Here’s how I learned it: 3d software. I love 3d, but really I’m a bit of a dabbler. Back when I first got into 3d there was nothing terribly good available for free, so I ended up paying a lot of money for things like Strata 3d, Form*Z, ElectricImage, 3d Studio Max, Alias Sketch, and so on. I’d sunk a lot of money, probably over $20,000, into 3d software in about ten years — a lot of money for a hobby, but hey I was single, earning a ton of money, and it was all tax-deductible. Even so, I started baulking at the prices when 3ds max started getting revved every year or so with $1000+ upgrades — I stopped upgrading my software and for a while I coasted… but eventually it got too out-of-date and incompatible.
It was around then that I got into Blender (which is free). I couldn’t get my head around Blender’s UI, so I did as much as possible in other packages, like Wings3D and Silo, only ducking into Blender for lighting and rendering. I got to like Blender, despite its flaws, and lately it has started promising to be truly competitive with commercial packages, even in usability.
But it’s been over five years since I started working with Blender and I’m still not very comfortable in it (there are very few software packages I use that I don’t feel comfortable, indeed expert, with, so it’s pretty amazing to fumble my way around a program I’ve been using for five years). And it looks like being a while before Blender 2.5 is really useful (right now, it won’t import my Blender 2.49b animations). If I had been depending on my 3d work for a living, there is no way I would put up with Blender.
Indeed, when I started doing some serious 3d work, I ended up buying several packages and — in pure productivity terms — they each paid for themselves within a few days.
Life is short. If I think I might have some talent as a 3d artist, what’s the cost of spending extra time figuring out how to use needlessly difficult software? And what’s the cost of waiting to start using a product that promises to be awesome some time in the future?
Tim Bray has very publicly joined Google’s ranks with the express purpose of killing the iPhone. He is quoted as saying:
The iPhone vision of the mobile Internet’s future omits controversy, sex, and freedom, but includes strict limits on who can know what and who can say what. It’s a sterile Disney-fied walled garden surrounded by sharp-toothed lawyers. The people who create the apps serve at the landlord’s pleasure and fear his anger.
There’s more of this vitriol, but I think that gives you a pretty good idea. Tim Bray certainly deserves a bit of respect for his many achievements, but this is just silly.
You know what I really want for my phone? A third-party task manager to kill runaway background apps.

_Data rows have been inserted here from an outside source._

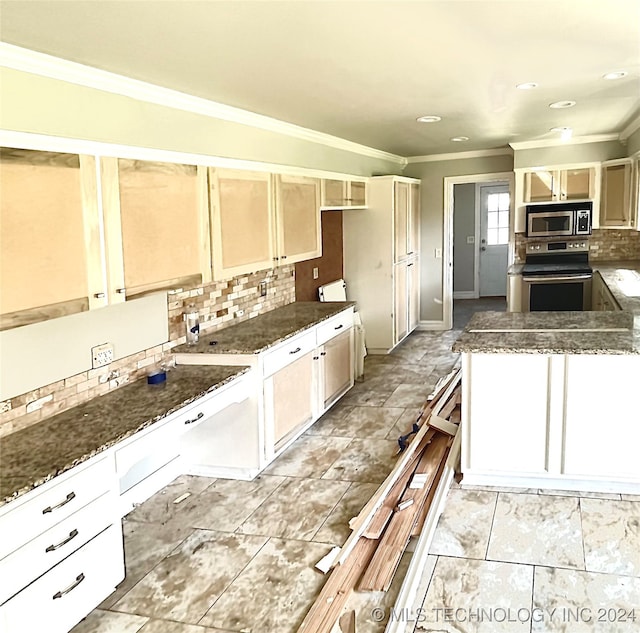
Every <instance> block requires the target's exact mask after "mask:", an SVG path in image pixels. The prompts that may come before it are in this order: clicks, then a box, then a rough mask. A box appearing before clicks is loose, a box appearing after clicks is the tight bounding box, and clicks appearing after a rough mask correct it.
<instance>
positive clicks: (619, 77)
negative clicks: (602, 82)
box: [602, 70, 628, 79]
mask: <svg viewBox="0 0 640 633" xmlns="http://www.w3.org/2000/svg"><path fill="white" fill-rule="evenodd" d="M627 75H628V73H627V71H626V70H617V71H616V72H613V73H607V74H606V75H602V78H603V79H622V78H623V77H626V76H627Z"/></svg>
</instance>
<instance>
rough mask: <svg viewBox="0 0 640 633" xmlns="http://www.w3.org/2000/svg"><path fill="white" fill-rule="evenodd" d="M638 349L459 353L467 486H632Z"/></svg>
mask: <svg viewBox="0 0 640 633" xmlns="http://www.w3.org/2000/svg"><path fill="white" fill-rule="evenodd" d="M638 375H640V356H638V355H624V354H622V355H614V354H611V355H609V354H600V355H594V354H573V355H561V354H553V355H543V354H469V353H465V354H463V399H462V403H463V421H462V470H463V473H464V481H465V483H467V484H472V485H473V484H479V485H494V486H520V487H526V488H533V487H541V488H558V489H567V490H592V491H603V492H632V491H634V490H637V489H638V486H639V485H640V461H639V460H638V458H637V446H638V445H639V444H640V426H639V425H638V424H637V416H636V415H635V411H636V409H637V407H636V402H635V394H636V392H637V382H638V381H637V376H638Z"/></svg>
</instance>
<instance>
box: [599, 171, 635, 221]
mask: <svg viewBox="0 0 640 633" xmlns="http://www.w3.org/2000/svg"><path fill="white" fill-rule="evenodd" d="M631 167H632V163H631V161H624V162H622V161H612V162H611V163H603V165H602V195H601V199H600V226H601V227H617V228H629V227H631V226H632V224H633V223H634V220H635V217H634V214H633V213H632V212H631V199H632V196H631V171H632V170H631Z"/></svg>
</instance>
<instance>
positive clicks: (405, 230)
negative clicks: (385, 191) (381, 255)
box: [393, 182, 409, 262]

The big difference between Apple and Google is that Apple has always had a more holistic view of “the user experience” than Google (or pretty much any other company). Apple wants to make sure users have lots of software to choose, and they’d prefer it to be good. They want to developers to make lots of money, but adhere to standards. (Standards they’ve never been able to get most developers to stick to on their “open” platforms.) They want a great experience for everyone, but there are tradeoffs involved. Sometimes, making things better for users means making life difficult for developers.
Perhaps the best example of this is Apple’s approach to DRM. They put in just enough to please content producers, and so little that it has almost no material effect on end-users. Do you know anyone who has had serious problems with Apple’s DRM? Ah yes, a sterile walled garden guarded by vicious lawyers — which makes musicians money and consumers happy.
Google simply doesn’t care. It wants cell phones to have decent web browsers in them. That’s basically it. It doesn’t care if people like their cell phones, or if developers make money producing software for their cellphones, or if cell phone companies sell users phones with outdated software, or if carriers force users to pay for “free” features. It makes almost no effort to force cellphones to be upgradeable, or adhere to minimal quality standards, or be interoperable. As far as Google is concerned, once you’ve bought your Android phone and can click on its ads its work is done.
But hey, it’s “free” — and, you know, if your time is worthless then enjoy.